What does NAS stand for?

- [ ] Neural Architecture Service
- [x] Neural Architecture Search 
- [ ] Network Automation Service
- [ ] Network Search Strategy

**Question 2**

Which machine learning method is used when training a network using the NAS strategy?

- [ ] Variational Autoencoders
- [ ] Generative Adversative Networks
- [x] Reinforcement Learning
- [ ] Residual Learning

**Question 3**

What is the core principle behind neural architecture search?
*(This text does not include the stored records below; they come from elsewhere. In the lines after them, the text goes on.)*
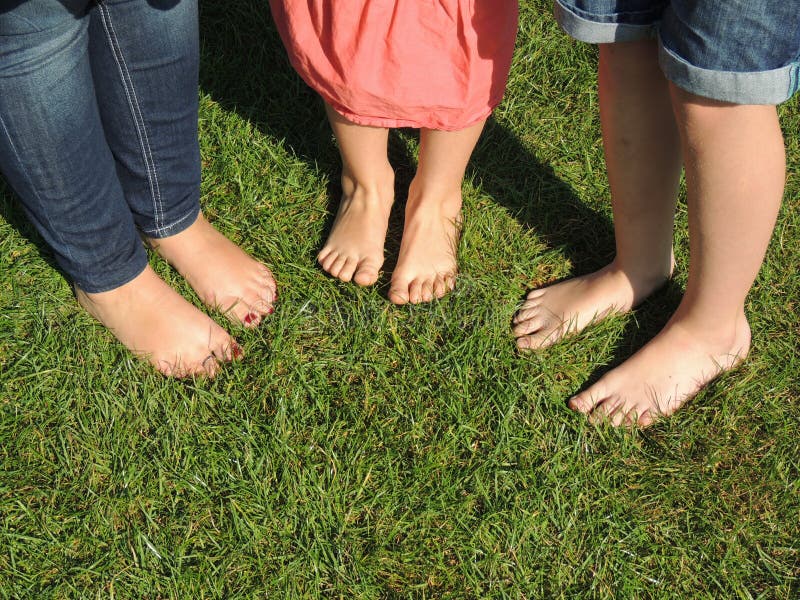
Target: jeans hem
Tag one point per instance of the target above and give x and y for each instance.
(175, 227)
(770, 87)
(133, 269)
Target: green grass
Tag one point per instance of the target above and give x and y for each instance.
(367, 451)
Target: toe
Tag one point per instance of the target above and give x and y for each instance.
(324, 255)
(439, 287)
(399, 292)
(415, 292)
(588, 399)
(348, 269)
(605, 410)
(535, 294)
(366, 274)
(337, 266)
(526, 314)
(327, 262)
(529, 326)
(426, 291)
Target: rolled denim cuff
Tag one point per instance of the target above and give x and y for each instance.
(740, 87)
(600, 29)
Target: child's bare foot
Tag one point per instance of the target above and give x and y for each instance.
(153, 321)
(664, 375)
(354, 248)
(223, 275)
(550, 313)
(426, 267)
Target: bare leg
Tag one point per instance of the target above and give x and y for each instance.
(223, 275)
(354, 248)
(155, 322)
(426, 267)
(638, 129)
(735, 171)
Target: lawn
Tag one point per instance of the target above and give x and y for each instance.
(363, 450)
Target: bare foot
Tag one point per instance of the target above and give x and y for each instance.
(153, 321)
(426, 267)
(550, 313)
(664, 375)
(354, 248)
(224, 276)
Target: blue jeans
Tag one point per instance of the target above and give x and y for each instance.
(98, 127)
(741, 51)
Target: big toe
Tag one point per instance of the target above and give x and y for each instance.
(366, 273)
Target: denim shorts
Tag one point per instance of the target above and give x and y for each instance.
(740, 51)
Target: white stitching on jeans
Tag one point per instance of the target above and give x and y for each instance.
(138, 119)
(168, 228)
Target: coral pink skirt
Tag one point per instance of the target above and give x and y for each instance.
(438, 64)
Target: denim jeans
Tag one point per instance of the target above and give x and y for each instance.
(741, 51)
(98, 127)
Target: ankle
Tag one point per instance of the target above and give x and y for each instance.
(644, 278)
(446, 199)
(724, 330)
(377, 183)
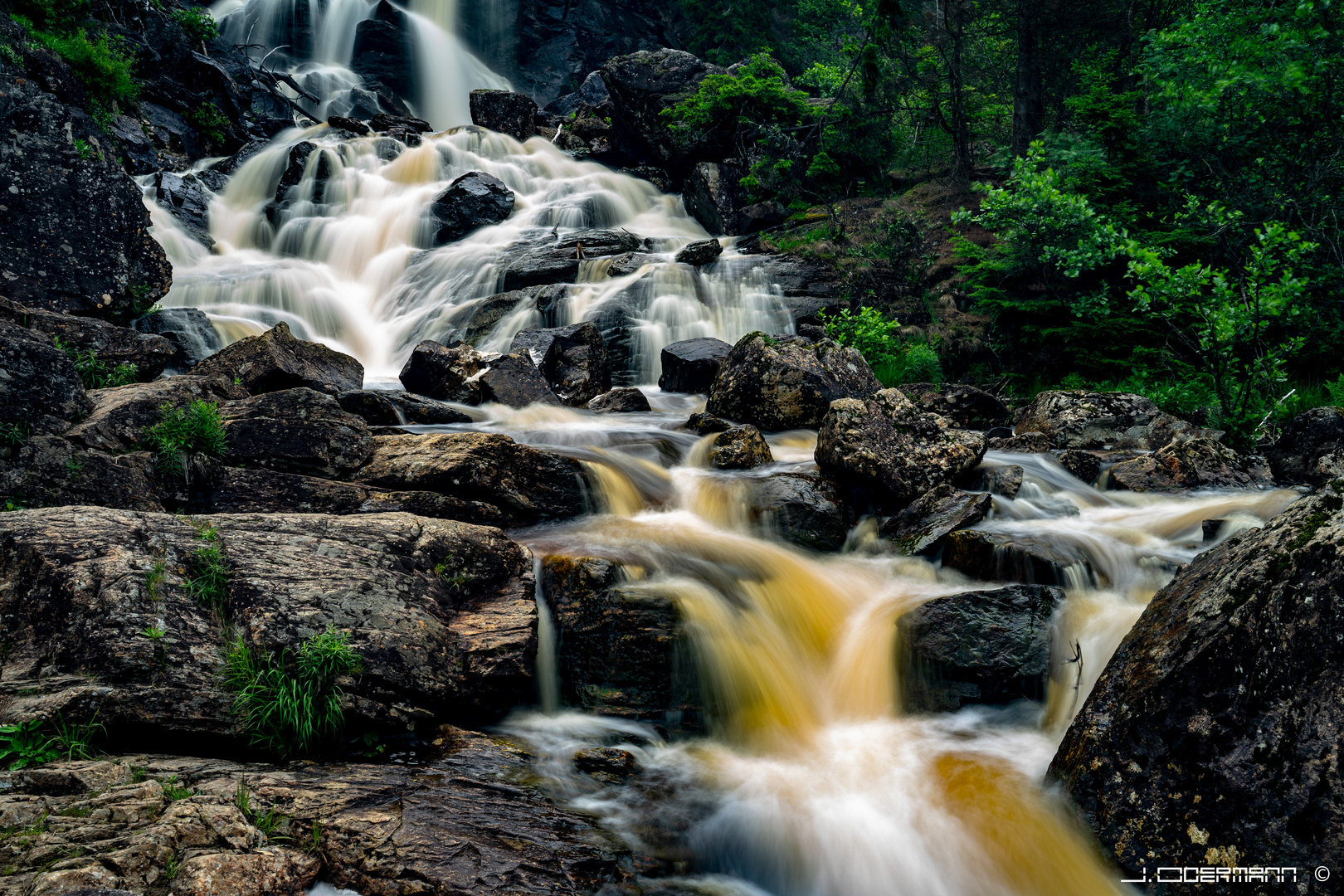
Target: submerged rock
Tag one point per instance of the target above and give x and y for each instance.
(1210, 738)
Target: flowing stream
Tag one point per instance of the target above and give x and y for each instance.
(812, 779)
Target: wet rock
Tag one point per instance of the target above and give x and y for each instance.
(893, 451)
(1209, 738)
(1311, 448)
(621, 650)
(119, 416)
(1081, 465)
(474, 201)
(993, 557)
(296, 431)
(620, 401)
(977, 648)
(699, 253)
(383, 407)
(693, 364)
(50, 256)
(801, 508)
(1198, 464)
(739, 448)
(572, 360)
(921, 527)
(967, 406)
(277, 360)
(440, 611)
(476, 466)
(39, 387)
(509, 113)
(786, 383)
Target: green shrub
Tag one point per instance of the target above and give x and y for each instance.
(290, 702)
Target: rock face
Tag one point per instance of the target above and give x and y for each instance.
(440, 611)
(1198, 464)
(785, 382)
(1311, 449)
(572, 360)
(1210, 739)
(693, 364)
(277, 360)
(921, 527)
(894, 451)
(56, 171)
(523, 483)
(509, 113)
(474, 201)
(979, 646)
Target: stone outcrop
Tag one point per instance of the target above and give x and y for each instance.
(785, 382)
(1210, 738)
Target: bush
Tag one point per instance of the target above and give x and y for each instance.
(290, 703)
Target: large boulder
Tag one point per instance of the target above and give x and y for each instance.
(977, 648)
(693, 364)
(474, 201)
(1311, 448)
(477, 466)
(572, 360)
(785, 382)
(1210, 739)
(1198, 464)
(893, 451)
(296, 431)
(440, 611)
(279, 360)
(74, 234)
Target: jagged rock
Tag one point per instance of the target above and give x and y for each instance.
(739, 448)
(802, 508)
(474, 201)
(476, 466)
(572, 360)
(1210, 737)
(621, 650)
(440, 611)
(56, 171)
(505, 112)
(277, 360)
(895, 453)
(620, 401)
(119, 416)
(383, 407)
(977, 648)
(699, 253)
(921, 527)
(1311, 448)
(296, 431)
(39, 387)
(1198, 464)
(967, 406)
(785, 383)
(693, 364)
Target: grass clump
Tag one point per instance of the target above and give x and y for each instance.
(290, 702)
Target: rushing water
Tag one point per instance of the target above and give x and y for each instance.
(812, 781)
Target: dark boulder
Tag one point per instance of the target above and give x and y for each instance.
(921, 527)
(279, 360)
(693, 364)
(1311, 448)
(1210, 738)
(476, 466)
(893, 451)
(474, 201)
(977, 648)
(786, 383)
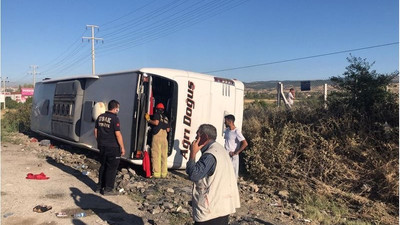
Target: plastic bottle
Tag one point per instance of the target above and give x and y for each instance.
(79, 215)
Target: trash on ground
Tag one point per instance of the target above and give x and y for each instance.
(45, 142)
(61, 214)
(85, 173)
(8, 214)
(79, 215)
(40, 176)
(42, 208)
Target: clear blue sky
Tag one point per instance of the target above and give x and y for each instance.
(199, 36)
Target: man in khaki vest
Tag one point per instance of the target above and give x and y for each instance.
(215, 193)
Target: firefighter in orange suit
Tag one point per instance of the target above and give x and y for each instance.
(159, 145)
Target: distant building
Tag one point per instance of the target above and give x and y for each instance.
(19, 96)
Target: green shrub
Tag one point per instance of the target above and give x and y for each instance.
(17, 120)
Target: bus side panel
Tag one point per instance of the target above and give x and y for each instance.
(121, 87)
(192, 111)
(239, 103)
(42, 107)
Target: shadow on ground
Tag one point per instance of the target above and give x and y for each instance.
(106, 210)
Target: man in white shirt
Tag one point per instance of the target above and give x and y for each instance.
(234, 142)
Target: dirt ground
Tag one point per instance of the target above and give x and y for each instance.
(150, 202)
(65, 190)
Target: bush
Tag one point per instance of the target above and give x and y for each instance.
(17, 120)
(307, 150)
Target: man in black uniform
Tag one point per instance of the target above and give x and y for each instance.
(111, 146)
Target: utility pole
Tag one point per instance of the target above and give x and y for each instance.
(4, 91)
(34, 67)
(93, 39)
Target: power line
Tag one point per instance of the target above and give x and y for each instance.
(302, 58)
(92, 38)
(165, 27)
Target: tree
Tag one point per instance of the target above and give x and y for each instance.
(363, 92)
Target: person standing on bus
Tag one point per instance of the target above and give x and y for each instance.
(215, 193)
(107, 132)
(159, 145)
(235, 142)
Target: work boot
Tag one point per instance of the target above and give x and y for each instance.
(109, 192)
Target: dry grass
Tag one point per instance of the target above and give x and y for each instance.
(339, 169)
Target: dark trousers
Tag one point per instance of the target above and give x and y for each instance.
(223, 220)
(109, 160)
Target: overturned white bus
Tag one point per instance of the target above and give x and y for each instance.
(66, 109)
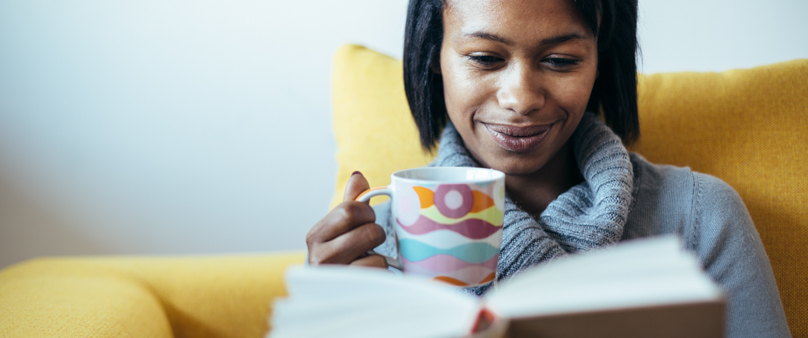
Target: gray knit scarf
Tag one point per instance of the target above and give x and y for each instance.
(588, 216)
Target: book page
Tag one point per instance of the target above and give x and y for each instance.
(639, 273)
(337, 301)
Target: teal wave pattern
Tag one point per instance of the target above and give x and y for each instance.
(474, 253)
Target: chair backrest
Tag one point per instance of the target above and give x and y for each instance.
(748, 127)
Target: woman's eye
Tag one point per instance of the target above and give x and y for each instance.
(485, 60)
(561, 63)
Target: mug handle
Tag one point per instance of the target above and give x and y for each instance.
(364, 197)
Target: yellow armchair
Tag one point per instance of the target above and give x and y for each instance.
(747, 127)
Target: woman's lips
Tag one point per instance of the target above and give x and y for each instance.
(518, 139)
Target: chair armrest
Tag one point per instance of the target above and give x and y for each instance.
(221, 296)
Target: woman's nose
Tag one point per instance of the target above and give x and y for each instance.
(520, 91)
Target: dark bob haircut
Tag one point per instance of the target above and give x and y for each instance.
(614, 93)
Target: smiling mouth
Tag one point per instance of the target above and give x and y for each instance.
(518, 139)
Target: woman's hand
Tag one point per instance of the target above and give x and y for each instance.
(348, 232)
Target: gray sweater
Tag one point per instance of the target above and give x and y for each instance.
(624, 197)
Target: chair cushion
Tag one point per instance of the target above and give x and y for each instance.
(215, 296)
(747, 127)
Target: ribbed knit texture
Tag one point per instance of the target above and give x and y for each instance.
(589, 215)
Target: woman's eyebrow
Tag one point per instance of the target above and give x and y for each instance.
(548, 41)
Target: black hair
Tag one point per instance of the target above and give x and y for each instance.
(614, 93)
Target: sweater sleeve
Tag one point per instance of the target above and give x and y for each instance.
(732, 253)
- [ ] Fully random sampling of neural architectures while hopping that they performe well on the task at hand
- [ ] Manual architecture design aided by proposals from the computer for the task at hand
- [x] Guided sampling, training, and validation of neural architectures that are probable to obtain good performance on the task at hand
- [ ] Outsourcing of architecture design, training and validation to crowd workers

### 2.7 Transformer 

**Question 1**

What does attention capture / describe?

- [x] Correlation between tokens
- [ ] parts of images that can safely be ignored
- [ ] text tokens that do not convey much semantic information
- [x] "interesting" receptive fields on the images

**Question 2**

Which form of advanced attention is used in a transformer model?

- [x] self-attention
- [ ] backwards-attention
- [ ] neighbor-attention 
- [ ] visual-attention

**Question 3**

Which function is used to calculate the attention weights?

- [ ] sigmoid
- [ ] tanh
- [x] softmax 
- [ ] cross entropy